Yomeddine a les qualités et les défauts d’une première œuvre. En plus, il partage le style et la sensibilité de cette série de films mentionnés ci-dessus. La limite entre fiction et documentaire est très fine à s’y tromper facilement. Les premières images dans un dépôt de déchets où travaille Beshay font penser tout de suite à un documentaire sur les déchetteries. On comprendra très vite que le lépreux est le héros d’une fiction sur cette catégorie de personnes exclues de la société égyptienne. On comprendra aussi que le film va encore plus loin dans la réflexion sur la valeur humaine et le sens de la vie.
Le film est un road-movie qui mène Beshay, un lépreux délaissé par sa famille dès son enfance dans une léproserie au cœur du désert égyptien, vers la découverte de ses origines. Il est accompagné par Obama, un jeune garçon qui quitte l’orphelinat  et le rejoint pour partir à la découverte du monde qui se situe en dehors de leur colonie. Les deux personnages arrivent à leur fin et retrouvent leurs origines mais choisissent de revenir de là où ils viennent. Le film transcende ainsi le thème apparent de l’exclusion d’une catégorie de personnes pour offrir une réflexion sur l’exclusion.
Beshay et Obama repartent en disant à leur société qu’ils la quittent non pas parce qu’ils sont chassés, mais par choix. Ils ont compris, au bout de cette remonté du fin fond du désert au monde civilisé, que le plus important n’est pas de vivre dans la société et d’être accepté par elle, mais l’essentiel est de vivre dans un monde cohérent. Aussi isolé qu’il soit, leur monde de lépreux, d’orphelins et de moins-que-rien a une  cohérence qui lui est propre.

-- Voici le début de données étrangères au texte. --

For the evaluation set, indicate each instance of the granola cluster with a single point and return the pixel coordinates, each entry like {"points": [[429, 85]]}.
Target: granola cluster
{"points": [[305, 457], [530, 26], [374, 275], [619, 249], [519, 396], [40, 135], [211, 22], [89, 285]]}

Ce message fort va de pair avec la structure du film en road-movie. Le parcours des deux personnes est représenté comme une descente en enfer. Ils sont dépossédés petit à petit de tout ce qui les rattache au monde d’où ils viennent. D’abord on leur vole le peu d’argent qu’ils ont. Puis, ils sont obligés de séparer de la charrette tombée en panne. Ensuite l’âne  meurt de fatigue. En parallèle, ils ne rencontrent que haine et violence au fur et à mesure qu’ils s’approchent de leur destination : moquerie d’un groupe de jeunes qui refusent de leur indiquer le chemin, hostilités des baigneurs dans l’eau du Nil, Obama est blessé à la tête, Besahy est arrêté par la police sans raison, on essaye de leur voler la charrette et l’âne,… Ils ne reçoivent de l’aide, comme par hasard, que d’un groupe de mendiants, des exclus comme eux.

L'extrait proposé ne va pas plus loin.